Material Discovery
All datasets
Actions | Name | Columns |
---|
In this form, you can configure and run machine learning experiments to discover interesting new materials.
For this purpose, given formulations are sorted according to their utility. The utility is obtained from
predicted target properties and a priori information.
To start the discovery, first configure the optimization target:
- Select a data set to work on from the table above using the blue checkmark buttons.
- Select the relevant features that define your material formulations (Input) in the left selection box.
- Select the target properties you want to predict in the center selection box.
- Select a-priori information that is relevant to the utility.

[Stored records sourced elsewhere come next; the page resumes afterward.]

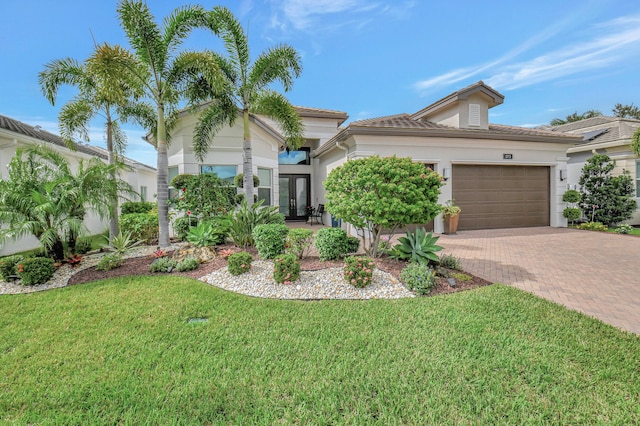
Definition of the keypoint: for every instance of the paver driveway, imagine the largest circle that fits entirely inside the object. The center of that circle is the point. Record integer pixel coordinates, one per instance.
(592, 272)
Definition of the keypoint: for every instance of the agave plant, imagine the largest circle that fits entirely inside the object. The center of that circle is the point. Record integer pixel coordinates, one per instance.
(419, 247)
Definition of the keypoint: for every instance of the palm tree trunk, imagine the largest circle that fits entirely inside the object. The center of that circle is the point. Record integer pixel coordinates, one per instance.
(163, 175)
(113, 220)
(247, 165)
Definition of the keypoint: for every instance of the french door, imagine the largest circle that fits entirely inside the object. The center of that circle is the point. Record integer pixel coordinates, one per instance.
(295, 196)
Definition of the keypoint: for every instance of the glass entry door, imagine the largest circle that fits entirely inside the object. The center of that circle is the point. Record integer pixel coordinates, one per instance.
(295, 196)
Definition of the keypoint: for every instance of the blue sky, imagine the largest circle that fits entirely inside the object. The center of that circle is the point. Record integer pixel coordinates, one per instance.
(367, 58)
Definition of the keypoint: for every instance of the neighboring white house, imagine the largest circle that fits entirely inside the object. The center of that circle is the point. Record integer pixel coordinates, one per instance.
(501, 176)
(15, 134)
(603, 135)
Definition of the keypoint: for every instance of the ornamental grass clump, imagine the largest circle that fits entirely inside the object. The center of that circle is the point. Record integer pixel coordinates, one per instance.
(8, 266)
(358, 270)
(299, 242)
(239, 263)
(270, 239)
(286, 269)
(418, 277)
(36, 270)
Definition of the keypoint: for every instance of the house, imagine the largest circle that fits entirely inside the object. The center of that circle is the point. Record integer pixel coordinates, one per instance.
(501, 176)
(15, 134)
(603, 135)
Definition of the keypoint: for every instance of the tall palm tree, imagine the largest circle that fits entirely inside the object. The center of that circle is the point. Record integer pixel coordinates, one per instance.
(249, 90)
(44, 198)
(103, 92)
(165, 75)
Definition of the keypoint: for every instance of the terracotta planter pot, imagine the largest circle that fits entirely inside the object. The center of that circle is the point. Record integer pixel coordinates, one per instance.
(451, 224)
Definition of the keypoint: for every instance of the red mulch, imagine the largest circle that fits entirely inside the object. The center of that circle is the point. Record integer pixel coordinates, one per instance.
(140, 266)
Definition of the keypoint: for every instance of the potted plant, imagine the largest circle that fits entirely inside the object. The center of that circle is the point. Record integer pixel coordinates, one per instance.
(451, 214)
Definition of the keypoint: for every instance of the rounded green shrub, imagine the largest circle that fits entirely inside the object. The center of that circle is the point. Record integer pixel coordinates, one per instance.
(36, 270)
(270, 239)
(109, 262)
(239, 263)
(286, 269)
(418, 277)
(187, 264)
(182, 224)
(358, 270)
(163, 264)
(332, 243)
(299, 242)
(8, 266)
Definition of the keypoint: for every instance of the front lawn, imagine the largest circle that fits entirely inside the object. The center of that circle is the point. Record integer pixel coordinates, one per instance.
(123, 351)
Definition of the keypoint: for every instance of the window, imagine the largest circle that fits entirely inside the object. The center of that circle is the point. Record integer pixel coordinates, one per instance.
(638, 179)
(300, 157)
(173, 172)
(226, 173)
(264, 190)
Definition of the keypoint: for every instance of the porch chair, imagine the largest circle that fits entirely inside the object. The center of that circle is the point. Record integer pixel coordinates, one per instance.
(316, 214)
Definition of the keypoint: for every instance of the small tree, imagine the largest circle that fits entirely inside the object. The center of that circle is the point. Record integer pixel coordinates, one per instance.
(374, 194)
(606, 198)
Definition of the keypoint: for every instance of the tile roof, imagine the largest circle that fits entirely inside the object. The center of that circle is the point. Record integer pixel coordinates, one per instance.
(37, 133)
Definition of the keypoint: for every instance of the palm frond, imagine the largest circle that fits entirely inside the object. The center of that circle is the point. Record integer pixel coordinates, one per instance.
(276, 106)
(281, 63)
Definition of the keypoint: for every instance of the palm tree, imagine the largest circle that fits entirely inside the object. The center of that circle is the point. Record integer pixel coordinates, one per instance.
(163, 74)
(249, 90)
(44, 198)
(102, 92)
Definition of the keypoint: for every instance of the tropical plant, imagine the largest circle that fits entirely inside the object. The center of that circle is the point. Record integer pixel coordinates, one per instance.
(606, 198)
(375, 194)
(418, 277)
(299, 242)
(286, 268)
(245, 218)
(270, 239)
(101, 91)
(247, 88)
(44, 198)
(418, 247)
(164, 73)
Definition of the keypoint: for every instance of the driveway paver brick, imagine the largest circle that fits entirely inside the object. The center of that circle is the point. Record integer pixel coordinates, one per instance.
(592, 272)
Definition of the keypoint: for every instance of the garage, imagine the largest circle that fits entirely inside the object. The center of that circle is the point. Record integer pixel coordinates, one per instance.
(501, 196)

You can use Ctrl+Click or Shift+Click to select multiple properties in each selection box.
Next, configure the specific goals of the materials discovery:- For each target property, choose whether to maximize or minimize it. When maximizing, large values are preferred (e.g., for strengths). When minimizing, small and negative values are preferred (e.g., for costs).

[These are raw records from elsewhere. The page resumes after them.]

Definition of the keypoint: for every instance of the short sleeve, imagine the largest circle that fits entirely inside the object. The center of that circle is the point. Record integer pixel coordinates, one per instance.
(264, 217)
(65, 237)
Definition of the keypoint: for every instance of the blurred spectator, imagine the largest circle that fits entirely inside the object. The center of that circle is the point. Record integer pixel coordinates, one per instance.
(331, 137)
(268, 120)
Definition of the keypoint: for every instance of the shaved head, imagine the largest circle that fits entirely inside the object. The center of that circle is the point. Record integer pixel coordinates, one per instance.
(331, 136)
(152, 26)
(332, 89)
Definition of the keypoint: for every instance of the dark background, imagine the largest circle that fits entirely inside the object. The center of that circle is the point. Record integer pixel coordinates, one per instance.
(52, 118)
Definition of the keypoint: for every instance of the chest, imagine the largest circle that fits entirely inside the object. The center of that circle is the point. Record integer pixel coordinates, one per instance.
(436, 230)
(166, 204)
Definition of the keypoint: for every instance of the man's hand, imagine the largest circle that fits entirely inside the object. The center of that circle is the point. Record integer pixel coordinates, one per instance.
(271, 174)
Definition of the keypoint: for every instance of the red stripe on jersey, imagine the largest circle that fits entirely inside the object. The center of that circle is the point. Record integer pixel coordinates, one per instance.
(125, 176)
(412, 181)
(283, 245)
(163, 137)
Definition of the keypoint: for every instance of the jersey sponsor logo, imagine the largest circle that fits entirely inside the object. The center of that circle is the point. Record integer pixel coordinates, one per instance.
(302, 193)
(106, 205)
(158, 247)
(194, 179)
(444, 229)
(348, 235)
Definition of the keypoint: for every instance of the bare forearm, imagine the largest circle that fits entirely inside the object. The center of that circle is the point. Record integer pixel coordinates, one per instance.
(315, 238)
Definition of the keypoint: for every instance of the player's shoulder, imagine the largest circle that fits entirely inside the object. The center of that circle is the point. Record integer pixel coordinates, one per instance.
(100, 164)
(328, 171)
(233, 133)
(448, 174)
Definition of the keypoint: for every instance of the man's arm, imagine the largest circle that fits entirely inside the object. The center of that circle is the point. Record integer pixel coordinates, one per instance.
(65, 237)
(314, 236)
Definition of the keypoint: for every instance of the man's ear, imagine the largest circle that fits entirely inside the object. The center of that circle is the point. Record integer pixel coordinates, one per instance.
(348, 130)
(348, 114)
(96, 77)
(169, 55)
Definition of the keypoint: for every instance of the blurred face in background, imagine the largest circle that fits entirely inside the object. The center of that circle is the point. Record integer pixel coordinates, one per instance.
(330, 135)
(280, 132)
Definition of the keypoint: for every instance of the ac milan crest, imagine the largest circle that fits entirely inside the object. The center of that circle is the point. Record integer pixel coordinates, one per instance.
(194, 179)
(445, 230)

- The weighting determines the factor of importance for each target in the utility assessment.
- You may specify required properties using the threshold:
- In the case of a priori information, formulations that do not meet the criteria, i.e. whose values are outside the threshold, are discarded and thus not considered.
- For target properties, the values are clamped to the threshold for the utility estimate. calculation. The predicted values shown in the results table below will remain unchanged.
- There are currently 4 machine learning models available: Gaussian Process Regression and Random Forest Regression, plus their variations that run Principal Component Analysis before. A statistics-based model can be selected, which is particularly suitable for relatively continuous data and simple data configurations. For instance, this model is particularly suitable at the beginning of an experimental campaign, when only a few laboratory data are available. The AI model is more powerful, but also requires more training data. You can use it for more complex formulations when there is already plenty of training data available (more than approximately twenty samples).
- The Gauss Process Regressor requires the targets to have at least one label. The Random Forest Regressor requires the targets to have at least 2 labels.
-
The curiosity value determines the factor by which the as-yet uncertain material predictions are
preferred. Preferring uncertain predictions can help to systematically gain knowledge.
At the beginning of an experimental campaign, you may increase the curiosity value to explore formulations.
Use smaller or negative curiosity if you think you have identified a desirable area of the
formulation space and want to refine ("exploit") your results by finding a nearby optimum. If you are not sure,
leave the value unchanged. You can read more information in the manual.
- When curiosity is greater than 0, predictions with greater uncertainties are favored (explore).
- If the curiosity is negative the uncertainty is subtracted instead, providing a penalty to materials with high uncertainties. This favors predictions with low uncertainty (exploit).